Read More: How To Stock a Japanese Pantry
6. Four ingredients add up to a fancy cocktail snack
The San Francisco bakery Tartine notoriously published a 38-page sourdough recipe in one cookbook. But while Tartine, a much-expanded reissue of the 2006 classic, has some tricky bits, there are also easier moves, like these maple-glazed pecans. Simply mix the top three ingredients above, coat the pecans, add a pinch of salt, and bake at 400° for 4 to 6 minutes.
7. How to butterfly a fish
In his authoritative Whole Fish Cookbook, Sydney chef Josh Niland, who opened Australia’s first sustainable fish market in 2018, lets these pictures do the talking.
8. It’s time to get to know Lebanese vino
Each edition of The World Atlas of Wine, by Hugh Johnson and Jancis Robinson, includes new maps—they’re a leading indicator of which areas might become the next big thing. Added to the 8th edition are maps of the trendy, high-elevation Italian region of Alto Piemonte; Colorado’s frigid riesling country; and the entire country of Lebanon. The Middle Eastern nation is best known for the culty, long-aged, Bordeaux-inspired reds from Chateau Musar, but there’s more to explore, like white wines made using the obscure grapes obiedeh and merweh, and Ixsir, an impressive, eco-friendly winery in the Batroun district.

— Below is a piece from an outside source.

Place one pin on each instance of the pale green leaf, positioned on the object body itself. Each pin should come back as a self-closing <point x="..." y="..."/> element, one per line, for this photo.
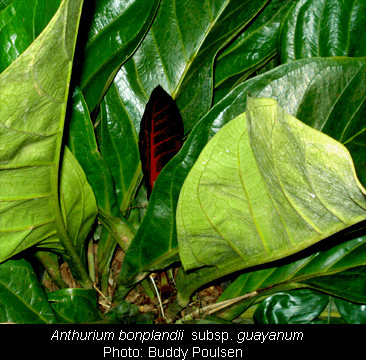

9. Rich people can afford to eat less
For Eat Joy, Natalie Eve Garrett assembled a murderer’s row of 31 writers—including Claire Messud, Anthony Doerr, and Chimamanda Ngozi Adiche—who contributed short memoirs that explore the meaning of comfort food. Alexander Chee, author of 2018’s How to Write an Autobiographical Novel, ruminated on a competitive cleanse with his brother—five days of eating only what most folks would consider “discomfort” food:
You should do that cleanse, my brother says. We’re sitting in a raw foods store, in the alcove they provide for people to eat their extraordinarily priced delicious raw vegan snacks. It’s hard for me not to see it all as vegetarianism for rich people, because, well, I am not a rich person, but my brother is now. I feel something like a class obligation lingering for me to pick up on, as I turn the mysterious packages over and read the ingredients: Irish sea moss, Himalayan sea salt, organic figs.
The world, shaken out or down, for a smoothie.